こんにちは。DTM-play、運営者のDTMtarouです。
音楽制作をこれから本格的に始めようと考え、教育機関の割引を利用してMac版のCubaseアカデミック版を導入した方は多いのではないでしょうか。
しかし、いざソフトを立ち上げてみると、画面の複雑さに圧倒されてしまうかもしれません。
特に、作曲の土台となるコードトラックの使い方や、音が出ないといった設定のトラブル、MIDIへの変換方法、Mac特有のショートカット操作などは、最初につまずきやすいポイントですよね。
この記事では、そのような悩みを解決するため、Cubaseのアカデミック版をMac環境で運用する際のコードトラックに関する使い方を丁寧に解説していきます。
順番に読み進めていけば、作曲のスピードが格段に上がる便利な機能をマスターできるはずです。
- アカデミック版の機能制限と商用利用のルール
- Mac環境における動作の最適化と注意点
- コードトラックの基本的な設定から入力手順
- MIDI変換や自動追従など作曲に役立つ応用テクニック
Cubaseアカデミック(Mac)コードトラック使い方
ここからは、Cubaseの強力な作曲支援機能であるコードトラックを使いこなすための基礎知識と、最初の設定手順について解説していきます。
まずは、皆さんが手にしたアカデミック版の特性と、Macならではの環境設定から理解を深めていきましょう。
アカデミック版の制限と通常版との違い
学生や教職員の方にとって、手頃な価格でプロと同じ環境が手に入るアカデミック版は非常に魅力的ですね。
ソフトウェアの機能自体は、お店で売られている通常版と完全に同じです。
最上位のPro版であれば、豊富なトラック数や高度な編集機能をそのまま使うことができます。
ただし、ライセンスの利用目的に関しては明確なルールが設けられています。
アカデミック版で制作した楽曲は、いかなる形式であっても商用目的で利用することが禁じられています。
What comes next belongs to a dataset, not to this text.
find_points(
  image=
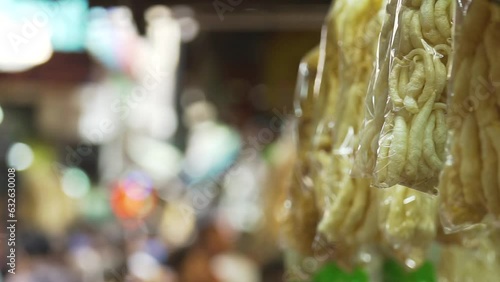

有償での楽曲提供や、配信プラットフォームでの収益化など、営利活動全般が含まれるため注意が必要です。
将来、プロとしてお仕事を請け負う段階になったら、通常版への有償アップデートやアップグレードを行うことで、商用利用が可能になります。
学生時代に作り溜めたプロジェクトファイルも無駄にならず、そのまま引き継げるので安心かなと思います。
ソフトウェアのライセンスや購入に関する正確な情報は公式サイトをご確認ください。
Mac環境の互換性とAppleSilicon
近年、Macの心臓部がIntelからApple Silicon(M1やM2など)へ移行したことで、DAWの動作環境も大きく変化しました。
最新のCubaseはApple Siliconにネイティブ対応しており、非常にパワフルでサクサクとした動作が期待できます。
ネイティブ環境では「VST 3」プラグインの使用が基本となります。
古い「VST 2」プラグインを使いたい場合は、Macの「Rosetta 2」という機能を使って起動する必要があります。
しかし、これをするとパフォーマンスを100%引き出せなくなるため、基本的には最新の環境に揃えていくのがおすすめです。
また、たくさんの楽器を鳴らして負荷が高くなってきたら、「ASIO-Guard」という機能がオーディオ処理を助けてくれます。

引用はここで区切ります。